A rectangular park has an area of 1.36x10^8 ft^2. The length of the park is 1.6x10^4 ft. Divide the area by the length to find the width of the park.
To find the width of the park, we need to divide the area of the park by its length.
Area = 1.36x10^8 ft^2
Length = 1.6x10^4 ft
Width = Area / Length
Width = (1.36x10^8 ft^2) / (1.6x10^4 ft)
When dividing numbers in scientific notation, we subtract the exponents:
Width = 8.5x10^3 ft
Therefore, the width of the park is 8.5x10^3 ft.
To find the width of the park, you need to divide the area of the park by its length.
First, let's rewrite the area in standard notation. 1.36x10^8 ft^2 can be written as 136,000,000 ft^2.
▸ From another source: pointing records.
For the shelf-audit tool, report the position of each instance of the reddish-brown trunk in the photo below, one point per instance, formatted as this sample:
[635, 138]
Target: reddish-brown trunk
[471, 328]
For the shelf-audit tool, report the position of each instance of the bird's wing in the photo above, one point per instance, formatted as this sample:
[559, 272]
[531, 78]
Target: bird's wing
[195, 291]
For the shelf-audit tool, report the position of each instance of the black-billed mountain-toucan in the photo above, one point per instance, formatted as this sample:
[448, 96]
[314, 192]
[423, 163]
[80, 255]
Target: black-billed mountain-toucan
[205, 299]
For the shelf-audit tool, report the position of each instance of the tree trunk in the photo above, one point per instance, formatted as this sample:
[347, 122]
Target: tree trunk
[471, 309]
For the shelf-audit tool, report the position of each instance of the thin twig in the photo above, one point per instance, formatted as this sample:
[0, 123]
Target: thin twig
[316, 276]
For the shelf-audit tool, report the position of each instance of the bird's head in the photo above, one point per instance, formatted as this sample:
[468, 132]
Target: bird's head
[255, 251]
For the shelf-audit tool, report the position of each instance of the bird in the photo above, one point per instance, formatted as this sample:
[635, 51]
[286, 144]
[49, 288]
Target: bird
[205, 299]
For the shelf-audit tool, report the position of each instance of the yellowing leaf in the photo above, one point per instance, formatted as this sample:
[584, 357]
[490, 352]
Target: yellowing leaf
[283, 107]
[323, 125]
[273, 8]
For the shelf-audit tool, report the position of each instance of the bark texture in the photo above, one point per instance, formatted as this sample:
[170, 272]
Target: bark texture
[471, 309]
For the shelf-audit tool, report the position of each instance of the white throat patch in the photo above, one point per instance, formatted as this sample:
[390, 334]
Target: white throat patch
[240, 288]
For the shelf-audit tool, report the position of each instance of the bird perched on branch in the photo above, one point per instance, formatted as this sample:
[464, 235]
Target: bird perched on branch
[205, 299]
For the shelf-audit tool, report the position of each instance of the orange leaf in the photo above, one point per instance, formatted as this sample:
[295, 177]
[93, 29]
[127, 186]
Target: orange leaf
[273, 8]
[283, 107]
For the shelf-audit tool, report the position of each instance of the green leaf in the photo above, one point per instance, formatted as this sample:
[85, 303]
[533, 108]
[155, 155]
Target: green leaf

Next, divide the area by the length to find the width:
Width = Area / Length
Width = 136,000,000 ft^2 / 1.6x10^4 ft
Now, let's simplify the calculation:
Width = 136,000,000 ft^2 / 16,000 ft
Width = 8,500 ft
Therefore, the width of the park is 8,500 ft.
To find the width of the park, we need to divide the area of the park by its length.
Given:
Area of the park = 1.36x10^8 ft^2
Length of the park = 1.6x10^4 ft
To find the width, we use the formula:
Width = Area / Length
Substituting the given values into the formula:
Width = 1.36x10^8 ft^2 / 1.6x10^4 ft
To divide these numbers, we can subtract their exponents:
Width = (1.36 / 1.6) x 10^(8-4) ft
Simplifying the division:
Width = 0.85 x 10^4 ft
The width of the park is 0.85x10^4 ft (or 8,500 ft).